Sometimes the moments between successes can be protracted

There are things in life and professional practice that are the work of years, rather than weeks or months. Even if a project is over months, there can be moments when it is hard going. Writing a big report can feel soul destroying when you are on draft 54 and everyone has given conflicting feedback. Undertaking a professional portfolio can just be draining when you can’t get anyone to give you the time needed to sign off competencies or review sections. Then there are things like a PhD which run over years and are comprised of numerous stages, all of which are likely to rely on other people at various points, or to practice skills you are only just learning. All of this means the time from commencement to completion can be long, causing relying on internal motivation alone to be pretty hard going. By acknowledging that these bigger pieces of work are comprised of segments, and celebrating completion of these parts instead, can enable you to visualise progress made as well as to celebrate the learning gained along the way. It can also help you to regain momentum when you lose it.

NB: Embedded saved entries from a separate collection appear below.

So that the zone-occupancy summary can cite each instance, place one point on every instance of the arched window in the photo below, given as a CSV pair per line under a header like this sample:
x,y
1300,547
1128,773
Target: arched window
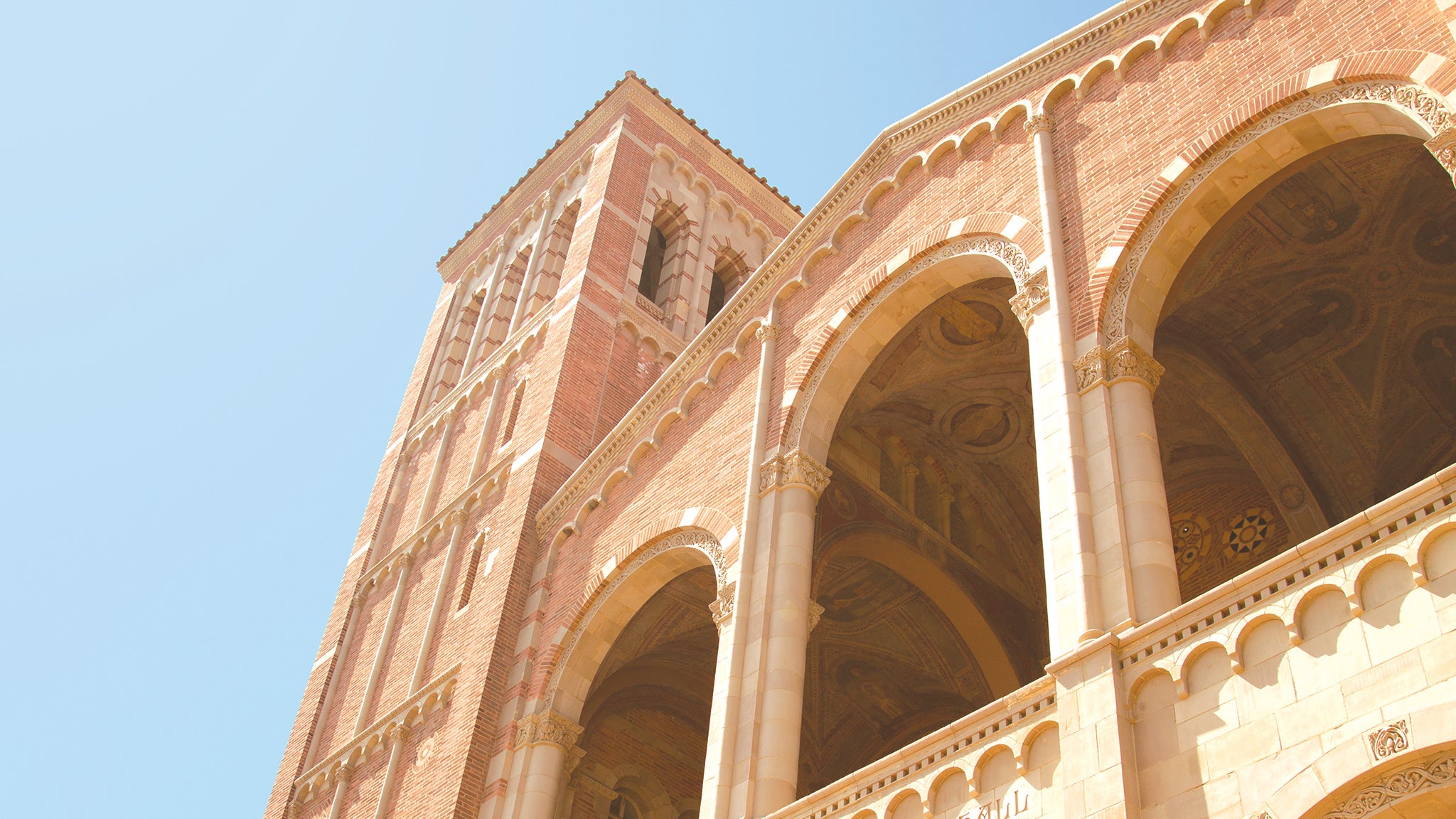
x,y
653,262
623,808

The real learning occurs long before the end point

Talking about celebrating learning, this is an important point for me. It’s taken me a while to really stop and reflect on what ‘success’ really means. For a long time if you’d asked me I would have said it was the completion of something, but I’m not sure I would any more. The certificate at the end, or the gateway is symbolic of that completion, but for me now it’s more symbolic of the learning and change that occurred within me as part of the process. It’s the hard won changes, in either knowledge or outlook, that have been gained that are the real marker of change linked to the activity. This learning happens as you are involved in the process, and there is normally a fairly steep learning curve at the start. It therefore makes less and less sense to me to just celebrate at the end. Celebrating during the toughest moments, where the maximum learning is being gained, no matter where along the process that occurs, now makes the most sense. For me, success is getting to the point where I feel I do something better than I did before, be that decision making, leadership, or a practical skill, and so I celebrate when these breakthroughs occur, rather than relying entirely on an external evaluation of my progress.

Share the moments

This photo was taken at another Advancing Healthcare Awards lunch, many years ago. You can see all the smiling faces of people still involved in my life even now. The thing is, I didn’t win, but that is not what I remember about the day. I remember a glorious afternoon and evening with people that I admire and care about. I remember laughing so hard that one of us fell over. I know that we still talk about that day even now. I don’t even remember what I was nominated for, because it is the people I remember, not the lack of a win.

All of this is to say, it is the people in our lives that make life worth it. It is the people who pick us up and put us back together. It is the people that celebrate our successes and cheer us on. So why would I want to have less of that, and restrict my access to these moments. Share the joy, share the progress, and share the moments that matter in making us who we are. Life is short, so seize it.